It has been strange, this last week, to feel as if the fears of the early ‘80s had skipped over several decades and landed in our time to confront us.
When I was a young soldier, in the Reagan-Bush era, we used to shoot at Soviet soldier-shaped outlines at the range. Back then, it was an M-16 versus an AK-47 world, and our army still trained for WWII-style land battles in Europe. One of my roommates had been one of those guys meant to man-carry a tactical nuclear weapon into battle to keep Russian tanks from pouring through the Fulda Gap.
A lot changed. Our armed forces became lighter, faster, more mobile. The identity of our known and presumed enemies changed. We even held military exercises over the years with Russia. Reagan’s view of Russia changed over time too, of course, especially as it became less of a perceived threat and more a growing trading partner.
This week has felt like 1982 all over again. In fact, it may be worse, as weapons are deadlier, population density greater, infrastructure bigger, and the world more interconnected. Things are so bad, in terms of potential world-scale conflict, that Germany says it will spend four times last year’s defense budget on military investments this year, and the Swiss have chosen not to stick to neutrality in all things.
Maybe the surest indication we have leapt back in time is that many of the American veterans I know on social media, who became vaguely pro-Putin when they became pro-Trump, are incensed by the invasion of Ukraine and have returned to Reaganite frames of mind.

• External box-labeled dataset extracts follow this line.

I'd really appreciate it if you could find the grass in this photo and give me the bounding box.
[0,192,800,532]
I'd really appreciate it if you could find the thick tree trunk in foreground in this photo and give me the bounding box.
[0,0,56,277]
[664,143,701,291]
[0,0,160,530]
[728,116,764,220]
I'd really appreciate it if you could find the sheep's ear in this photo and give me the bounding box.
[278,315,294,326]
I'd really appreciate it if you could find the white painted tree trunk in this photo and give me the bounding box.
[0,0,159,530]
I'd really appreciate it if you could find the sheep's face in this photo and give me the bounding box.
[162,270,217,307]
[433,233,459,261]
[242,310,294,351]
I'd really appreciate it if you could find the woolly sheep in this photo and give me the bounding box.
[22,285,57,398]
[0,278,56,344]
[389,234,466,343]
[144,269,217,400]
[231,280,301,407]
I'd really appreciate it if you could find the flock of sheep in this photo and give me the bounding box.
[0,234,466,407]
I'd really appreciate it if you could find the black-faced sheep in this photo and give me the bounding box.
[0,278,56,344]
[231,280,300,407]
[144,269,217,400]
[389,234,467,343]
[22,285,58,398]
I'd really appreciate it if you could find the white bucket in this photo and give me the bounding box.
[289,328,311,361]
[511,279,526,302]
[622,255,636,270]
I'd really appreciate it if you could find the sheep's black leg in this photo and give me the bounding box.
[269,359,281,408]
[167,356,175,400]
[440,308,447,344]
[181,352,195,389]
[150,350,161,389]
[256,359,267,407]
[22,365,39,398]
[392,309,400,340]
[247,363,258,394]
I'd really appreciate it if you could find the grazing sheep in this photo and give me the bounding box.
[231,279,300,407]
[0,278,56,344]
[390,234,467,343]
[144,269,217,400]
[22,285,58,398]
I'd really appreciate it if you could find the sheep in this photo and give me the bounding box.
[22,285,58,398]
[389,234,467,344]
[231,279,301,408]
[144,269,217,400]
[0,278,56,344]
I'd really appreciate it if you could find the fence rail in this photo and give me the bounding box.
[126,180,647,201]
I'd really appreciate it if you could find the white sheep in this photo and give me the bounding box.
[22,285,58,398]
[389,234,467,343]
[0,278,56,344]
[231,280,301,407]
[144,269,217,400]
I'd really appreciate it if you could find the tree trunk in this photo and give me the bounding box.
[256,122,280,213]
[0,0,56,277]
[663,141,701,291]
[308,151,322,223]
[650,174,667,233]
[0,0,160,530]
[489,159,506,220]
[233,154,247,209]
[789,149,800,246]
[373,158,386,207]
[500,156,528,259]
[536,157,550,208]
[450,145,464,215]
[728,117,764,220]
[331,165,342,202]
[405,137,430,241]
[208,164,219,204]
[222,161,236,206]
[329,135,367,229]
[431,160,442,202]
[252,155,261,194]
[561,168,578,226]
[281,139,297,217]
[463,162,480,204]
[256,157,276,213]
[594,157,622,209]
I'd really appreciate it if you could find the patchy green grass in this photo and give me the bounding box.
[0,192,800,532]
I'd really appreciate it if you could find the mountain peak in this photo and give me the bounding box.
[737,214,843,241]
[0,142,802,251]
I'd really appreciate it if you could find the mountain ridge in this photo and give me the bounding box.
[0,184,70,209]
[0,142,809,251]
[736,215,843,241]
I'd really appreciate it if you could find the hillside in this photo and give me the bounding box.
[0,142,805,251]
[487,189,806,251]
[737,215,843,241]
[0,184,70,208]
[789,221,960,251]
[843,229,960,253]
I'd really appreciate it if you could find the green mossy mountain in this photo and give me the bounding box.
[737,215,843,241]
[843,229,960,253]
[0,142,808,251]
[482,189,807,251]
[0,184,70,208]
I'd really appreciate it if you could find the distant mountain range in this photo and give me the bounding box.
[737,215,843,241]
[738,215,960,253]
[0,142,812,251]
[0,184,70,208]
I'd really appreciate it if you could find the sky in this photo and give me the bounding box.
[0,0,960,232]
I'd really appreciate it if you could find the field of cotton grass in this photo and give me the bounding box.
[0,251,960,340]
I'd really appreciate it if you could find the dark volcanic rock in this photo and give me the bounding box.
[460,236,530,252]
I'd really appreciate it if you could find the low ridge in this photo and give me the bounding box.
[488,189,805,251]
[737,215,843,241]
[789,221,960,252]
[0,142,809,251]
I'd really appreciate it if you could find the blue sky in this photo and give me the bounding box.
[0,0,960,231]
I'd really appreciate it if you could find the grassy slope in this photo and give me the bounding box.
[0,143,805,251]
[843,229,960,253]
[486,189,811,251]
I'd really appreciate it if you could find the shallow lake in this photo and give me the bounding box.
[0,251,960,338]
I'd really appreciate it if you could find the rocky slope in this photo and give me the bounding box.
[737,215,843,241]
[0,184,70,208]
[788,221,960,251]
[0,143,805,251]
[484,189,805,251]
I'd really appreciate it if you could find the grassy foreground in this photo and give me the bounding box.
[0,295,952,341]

I posted about the Snake Island takeover on a Facebook page for ex-military divers, which has UK and European group members, and they said the Russian warship “would make a good reef on the bottom.”
“Would be nice if there’s a US sub in the Black Sea to slam a MK 48 Torpedo into it,” one said.
Another: “Moskva Cruiser, sink the bast—-s.”
There were still divisive thoughts in some posts—“How do we know that Putin is not wagging the dog, and taking the focus off of the failed Cvd-19 narrative? We all know we cannot trust American media. No way man”—but, generally, few seem to have continued to follow Trump’s admiration for authoritarianism wherever it resides.
Few in that group and elsewhere jumped in to say they would fight in Ukraine, either. I was anticipating someone putting together a group to go (as US veterans went to Standing Rock in 2016), and I did finally see one such group start to organize on Facebook on Sunday morning, just as President Zelensky made a call for volunteers for an international legion to help defend Ukraine. The US publication Military Times even gave instructions for joining up.
But there are difficulties, ranging from questions of whether the US allows its citizens to fight for foreign armies, to whether life insurance policies would pay out if volunteers were killed in crisis zones, or how their bodies would be brought home to loved ones. Would-be volunteers were told to contact the Ukrainian embassy in DC to apply, but its website went down, and there seems to be something of a concerted effort that this not be made easy. The British Foreign Secretary said she was in favor of UK citizens being allowed to go fight; the Defence Secretary countered her.
And now that the Russians are invading a country with aspirations to being in NATO, most of the Cold War vets on social media—even many of those who wanted to be seen as hard men, ready for American civil war—seem to feel their time has passed anyway.
“You’ve got plenty of years left in you for adventures!” one veteran told a younger group member. “My last stand will [be] here on overwatch for my family if Putin goes really nuts and starts hitting buttons. But I’m moving a lot slower than you. Kick some butt and save some of those poor people Brother! Until Valhalla!”
If the thought of Cold War US military veterans fighting Russians in the streets of Kyiv makes you sweat a little, as it does me, then consider that a few hours ago Roger Zakheim, the director of the Ronald Reagan Presidential Foundation and Institute, and former general counsel for the House Armed Services Committee, told the Senate Armed Services Committee that we should consider “the possibilities of having American intelligence provide more direct assistance to the Ukrainian military, including potentially on the ground operatives.” These would probably be Special Forces troops or their CIA equivalents, to perhaps advise or provide intelligence, but also to “sabotage the roads,” according to the Times. Several senators were interested.
Individual countries in NATO providing assistance (money, arms, materiel) to the Ukrainians walks a fine line, as Putin threatens and watches closely for interference, but there is much being given and certainly more to come.
The Fulda Gap was thought to have lost its significance (see here for a possible replacement) after the Soviet Union broke up, but then many of us had also grown accustomed to not seeing “a conventional move like this, nation-state to nation-state,” as a US senior defense official told CNN Thursday, and “certainly nothing on this size and scope and scale.” It is, in fact, “the largest conventional military attack that’s been seen since World War II,” the official said. And a return to old fears.